The House of Representatives last week stunned the White House, GOP leaders and the broadcast networks by voting to reinstate the 35% audience-reach cap on TV-station ownership. And, even though the Senate is expected to follow the House lead in September, the shell-shocked proponents of the 45% cap set by the FCC on June 2 are not giving up the fight.
The 45-percenters are now focusing on the backroom negotiations that will ensue when lawmakers from both sides of Capitol Hill meet to resolve differences between the two bills and then send the package back to members for a final vote.
Supporters of the FCC action are using the threat of a veto to convince congressional negotiators that all broadcast-ownership reregulation should be struck from the underlying bill, a $38 billion appropriation that will fund the FCC as well as the Commerce, Justice and State Departments.
Presidential aides, House Speaker Tom Delay (R-Texas) and House Commerce Committee Chairman Billy Tauzin will be working phones during summer recess bargaining for lawmakers' commitments to sustain a threatened veto. Lawmakers can also count on hearing from hometown broadcasters.
Following the lead of its House counterparts, the Senate Appropriations Committee is expected to approve reinstating the 35% cap as part of an FCC-funding bill. The Senate panel might go further. Many following the debate expect close votes on additional riders that would revive the ban on local broadcast/newspaper crossownership or other restrictions.
At the same time, efforts are under way by the White House and House Republican leaders to win commitments from lawmakers to sustain the veto threatened by the Bush administration. A letter circulating on both sides of Capitol Hill had few signers late last week, but more will be pressed to sign on during their break in the home districts.
The debate has divided broadcasters. Networks are pushing to retain the new 45% cap approved by the FCC on June 2. Affiliates want to return to 35% to prevent the nets from gaining more leverage over affiliation contracts. But even they are divided, by political strategy. The National Association of Broadcasters opposes any legislation now, fearing that it would be loaded up with the other provisions they hate. The Network Affiliated Stations Alliance wants to forge ahead, confident that a "clean" 35% bill can win. "So far, we've been right," said NASA Chairman and Post-Newsweek Stations chief Alan Frank.

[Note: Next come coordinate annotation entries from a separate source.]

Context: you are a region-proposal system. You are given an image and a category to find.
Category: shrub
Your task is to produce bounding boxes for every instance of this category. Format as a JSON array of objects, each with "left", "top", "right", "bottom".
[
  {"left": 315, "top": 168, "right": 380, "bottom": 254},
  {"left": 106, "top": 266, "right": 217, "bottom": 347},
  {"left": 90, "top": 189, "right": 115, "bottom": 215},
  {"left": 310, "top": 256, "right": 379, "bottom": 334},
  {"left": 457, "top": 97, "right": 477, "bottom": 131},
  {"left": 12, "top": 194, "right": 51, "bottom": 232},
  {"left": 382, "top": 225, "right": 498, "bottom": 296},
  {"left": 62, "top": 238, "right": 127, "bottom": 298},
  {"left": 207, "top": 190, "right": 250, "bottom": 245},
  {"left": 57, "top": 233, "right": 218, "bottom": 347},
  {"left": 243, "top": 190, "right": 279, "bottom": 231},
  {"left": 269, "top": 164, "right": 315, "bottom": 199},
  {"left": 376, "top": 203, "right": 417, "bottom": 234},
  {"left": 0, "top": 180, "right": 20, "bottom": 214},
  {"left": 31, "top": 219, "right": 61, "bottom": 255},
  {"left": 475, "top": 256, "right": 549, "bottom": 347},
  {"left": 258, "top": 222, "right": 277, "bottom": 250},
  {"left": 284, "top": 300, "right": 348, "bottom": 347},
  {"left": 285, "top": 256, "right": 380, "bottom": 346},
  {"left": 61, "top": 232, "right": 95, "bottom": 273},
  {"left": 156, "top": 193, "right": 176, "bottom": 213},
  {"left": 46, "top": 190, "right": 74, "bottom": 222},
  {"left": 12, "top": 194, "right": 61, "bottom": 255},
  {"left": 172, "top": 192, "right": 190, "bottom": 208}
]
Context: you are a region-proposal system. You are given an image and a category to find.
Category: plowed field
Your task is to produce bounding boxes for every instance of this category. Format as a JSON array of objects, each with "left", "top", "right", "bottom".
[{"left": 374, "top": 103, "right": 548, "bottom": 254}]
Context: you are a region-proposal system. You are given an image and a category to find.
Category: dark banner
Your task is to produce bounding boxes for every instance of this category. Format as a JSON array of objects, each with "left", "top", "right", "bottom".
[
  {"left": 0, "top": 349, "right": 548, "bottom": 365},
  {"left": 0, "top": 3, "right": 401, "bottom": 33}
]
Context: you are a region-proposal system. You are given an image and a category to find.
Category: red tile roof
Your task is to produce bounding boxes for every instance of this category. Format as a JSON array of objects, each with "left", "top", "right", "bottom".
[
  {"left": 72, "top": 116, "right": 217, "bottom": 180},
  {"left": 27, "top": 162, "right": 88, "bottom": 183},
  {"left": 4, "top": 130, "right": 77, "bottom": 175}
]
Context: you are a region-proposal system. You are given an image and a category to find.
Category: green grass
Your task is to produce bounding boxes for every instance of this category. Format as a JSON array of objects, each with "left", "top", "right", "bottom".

Last week's rhetoric was fiery. For example, Rep. Ed Markey (D-Mass.) said the FCC's June 2 vote was "the worst decision made by the Federal Communications Commission ever!"
But Tauzin accused reregulation supporters of "backward thinking" and warned Republicans that the deregulation they have fought for so long "would stop in its tracks" if they joined the anti-FCC bandwagon.
Even FCC Chairman Michael Powell, who rarely comments on congressional debate, chimed in with a statement penned (or least approved) from his undisclosed vacation site. "Our democracy is not threatened," he said, by a measure that would do little more than let Fox and CBS increase their current national audience reach by half a percent.
He said the FCC toiled to create legally enforceable rules "that reflect the realities of today's media marketplace." That's important because the FCC rules are guaranteed to face lawsuits and federal judges ordered the commission to rewrite the old rules.
Although both the Appropriations Committee and the full Senate are expected, at a minimum, to approve a rollback from the FCC's new 45% cap, the White House and House leaders are counting on winning enough commitments to sustain a veto.
Supporters of the 35% predict that Bush will chicken out, if a sustained veto can't be assured. "A veto will only help Democrats looking for presidential-campaign issues," said one congressional staffer, whose boss backs the reregulation effort. "What happens in Appropriations, the Senate floor, the conference and the veto at each stage is a game of chicken."
How long President Bush is willing to aim for the oncoming headlights is the big question. Last week, White House Budget Director Joshua Bolten wrote Tauzin, pledging that "senior advisers" would "recommend" a veto if the appropriations bill landed on the president's desk containing any rewrite of the FCC's media-ownership rules.
That pledge gives Bush a lot of room to wiggle out. He can always reject his advisers' recommendations.
Despite a victory last week for supporters of tighter ownership rules, the final outcome is wildly unpredictable. Although many in the press made hay of the 400-12 margin of victory, the bill also contained key measures on anti-terrorism and free trade as well as funds for critical agencies.
The battle over deregulation won't be limited to appropriations. The Senate Commerce Committee is slated to vote on a "legislative veto" sponsored by Sens. Byron Dorgan (D-N.D.), Russ Feingold (D-Wis.) and Trent Lott (R-Miss.). Also in the wings are Senate Commerce Committee bills that would ban newspaper crossownership and force divestiture of some radio stations. In the House, Reps. Richard Burr (R-N.C.) and John Dingell (D-Mich.) have more than 170 members signed on to a bill to reinstate the 35% cap, and Rep. Maurice Hinchey (D-N.Y.) has legislation introduced that would ban crossownership.